A 2017 SQuAD model, rebuilt with Transformer-era attention
This is a faithful TensorFlow re-implementation of Microsoft's R-Net that quietly swaps in scaled multiplicative attention and CuDNN GRUs to make a memory-hungry architecture trainable.

What it does
R-Net is a neural reading comprehension model: given a passage and a question, it locates the answer span. This repo targets the SQuAD dataset specifically and reproduces the original paper’s EM/F1 scores almost exactly (71.07/79.51 vs. 71.1/79.5).
The interesting bit
The author didn’t just port the paper. Additive attention, as originally specified, is a memory brute; this implementation substitutes the scaled multiplicative attention from “Attention Is All You Need” and layers in variational dropout and residual-style concatenation to keep stacked RNNs from degrading. CuDNN GRU plus bucketing drops training time on a TITAN X from 2.56 s/it to 0.28 s/it—though bucketing costs you 0.3% F1, which feels like a fair trade.
Key highlights
- Reproduces original R-Net scores on SQuAD v1.1 to within 0.03 EM
- Scaled multiplicative attention replaces the memory-intensive additive variant
- CuDNN GRU + bucketing yields ~9× speedup over naive CPU training
- Learning rate halves automatically when dev loss plateaus
- Optional extensions: pretrained GloVe character embeddings, FastText vectors (reported +1% F1)
Caveats
- Locked to TensorFlow ≥1.5.0 and spaCy ≥2.0.0; the README warns of “a lot of known problems caused by using different software versions”

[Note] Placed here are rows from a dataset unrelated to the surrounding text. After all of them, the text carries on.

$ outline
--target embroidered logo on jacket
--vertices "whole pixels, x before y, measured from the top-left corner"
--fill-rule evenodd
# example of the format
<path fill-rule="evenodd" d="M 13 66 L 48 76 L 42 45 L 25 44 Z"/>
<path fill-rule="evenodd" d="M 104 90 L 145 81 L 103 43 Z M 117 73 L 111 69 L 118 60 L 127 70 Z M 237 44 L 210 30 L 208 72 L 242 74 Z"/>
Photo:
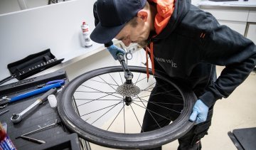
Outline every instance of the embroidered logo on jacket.
<path fill-rule="evenodd" d="M 156 58 L 156 57 L 155 57 L 155 58 L 159 62 L 164 63 L 169 63 L 171 65 L 171 67 L 178 68 L 177 64 L 175 63 L 172 60 L 167 60 L 167 59 L 164 59 L 163 58 Z"/>

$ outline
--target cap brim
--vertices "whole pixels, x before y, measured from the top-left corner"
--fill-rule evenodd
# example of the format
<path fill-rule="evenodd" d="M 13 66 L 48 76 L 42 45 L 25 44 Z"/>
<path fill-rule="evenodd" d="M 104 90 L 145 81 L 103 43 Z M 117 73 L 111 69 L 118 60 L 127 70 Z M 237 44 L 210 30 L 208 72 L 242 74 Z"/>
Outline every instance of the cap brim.
<path fill-rule="evenodd" d="M 124 26 L 125 23 L 119 26 L 105 27 L 102 26 L 100 22 L 92 31 L 90 37 L 93 41 L 98 43 L 107 43 L 111 41 Z"/>

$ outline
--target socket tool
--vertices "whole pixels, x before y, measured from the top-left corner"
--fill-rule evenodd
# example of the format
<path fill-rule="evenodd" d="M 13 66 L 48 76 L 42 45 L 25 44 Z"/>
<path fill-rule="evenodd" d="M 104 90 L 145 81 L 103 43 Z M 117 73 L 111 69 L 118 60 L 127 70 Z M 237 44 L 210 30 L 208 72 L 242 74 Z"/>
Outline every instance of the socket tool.
<path fill-rule="evenodd" d="M 7 106 L 9 103 L 14 102 L 18 100 L 21 100 L 24 98 L 27 98 L 31 96 L 34 96 L 43 92 L 45 92 L 50 89 L 54 88 L 54 87 L 60 87 L 62 85 L 65 83 L 64 80 L 57 80 L 53 81 L 48 82 L 47 83 L 44 84 L 43 86 L 41 85 L 41 87 L 43 87 L 39 89 L 36 89 L 33 91 L 30 91 L 28 92 L 26 92 L 21 95 L 19 95 L 18 96 L 13 97 L 11 98 L 8 98 L 7 97 L 3 97 L 1 100 L 0 100 L 0 109 L 4 108 Z"/>
<path fill-rule="evenodd" d="M 50 90 L 47 91 L 41 97 L 37 99 L 35 102 L 33 102 L 31 105 L 30 105 L 28 107 L 25 109 L 21 113 L 14 114 L 11 117 L 11 121 L 14 124 L 20 122 L 23 118 L 24 118 L 26 115 L 28 115 L 33 110 L 34 110 L 35 108 L 36 108 L 39 105 L 44 102 L 47 100 L 47 97 L 48 95 L 55 94 L 56 93 L 56 92 L 57 92 L 56 88 L 52 88 Z"/>

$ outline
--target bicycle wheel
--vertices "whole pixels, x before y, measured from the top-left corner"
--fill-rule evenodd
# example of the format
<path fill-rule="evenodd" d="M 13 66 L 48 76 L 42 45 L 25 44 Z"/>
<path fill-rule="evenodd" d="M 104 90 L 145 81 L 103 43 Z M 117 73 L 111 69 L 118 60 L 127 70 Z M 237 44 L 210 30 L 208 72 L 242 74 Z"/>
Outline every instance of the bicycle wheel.
<path fill-rule="evenodd" d="M 178 118 L 169 125 L 141 133 L 144 112 L 157 114 L 157 112 L 146 109 L 156 80 L 151 76 L 147 82 L 144 68 L 129 66 L 129 68 L 134 74 L 132 82 L 140 92 L 131 96 L 128 102 L 117 93 L 117 88 L 125 80 L 121 66 L 95 70 L 69 82 L 63 90 L 58 103 L 60 117 L 67 127 L 96 144 L 125 149 L 156 147 L 188 132 L 193 125 L 188 117 L 196 97 L 185 86 L 178 86 L 176 82 L 157 73 L 156 77 L 176 87 L 180 95 L 177 96 L 182 97 L 183 109 Z M 131 121 L 132 119 L 135 121 Z"/>

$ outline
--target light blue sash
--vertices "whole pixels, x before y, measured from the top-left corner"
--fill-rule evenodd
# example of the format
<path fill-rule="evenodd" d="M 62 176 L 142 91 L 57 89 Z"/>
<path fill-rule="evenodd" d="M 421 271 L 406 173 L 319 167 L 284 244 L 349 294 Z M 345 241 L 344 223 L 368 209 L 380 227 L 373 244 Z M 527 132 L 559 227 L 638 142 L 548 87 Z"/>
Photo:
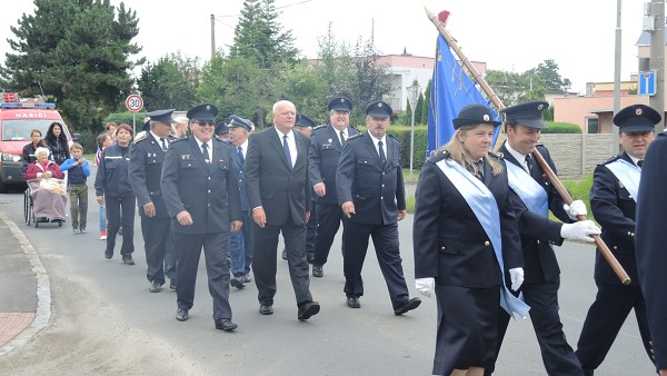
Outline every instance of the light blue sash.
<path fill-rule="evenodd" d="M 605 166 L 607 166 L 607 168 L 616 176 L 616 178 L 626 187 L 635 202 L 637 202 L 641 169 L 620 158 Z"/>
<path fill-rule="evenodd" d="M 500 236 L 500 214 L 494 194 L 472 174 L 468 172 L 459 164 L 451 159 L 444 159 L 436 164 L 451 184 L 464 196 L 464 199 L 472 209 L 475 217 L 491 239 L 496 259 L 500 265 L 502 274 L 502 288 L 500 288 L 500 306 L 512 316 L 517 313 L 526 317 L 530 307 L 520 298 L 511 295 L 505 286 L 505 266 L 502 263 L 502 238 Z"/>
<path fill-rule="evenodd" d="M 525 169 L 512 162 L 506 162 L 505 165 L 507 166 L 507 180 L 511 189 L 526 204 L 528 210 L 546 218 L 549 214 L 549 197 L 545 189 Z"/>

- No code or documentation beyond the README; you’ll need to read
config.pyto toggle optional extensions - Bucketing is faster but demonstrably slightly less accurate
Verdict
Worth a look if you’re studying the SQuAD leaderboard’s 2017 vintage or need a working, optimized R-Net baseline. Skip it if you want a maintained, modern transformer-based reader—this is a period piece with some thoughtful engineering retrofits.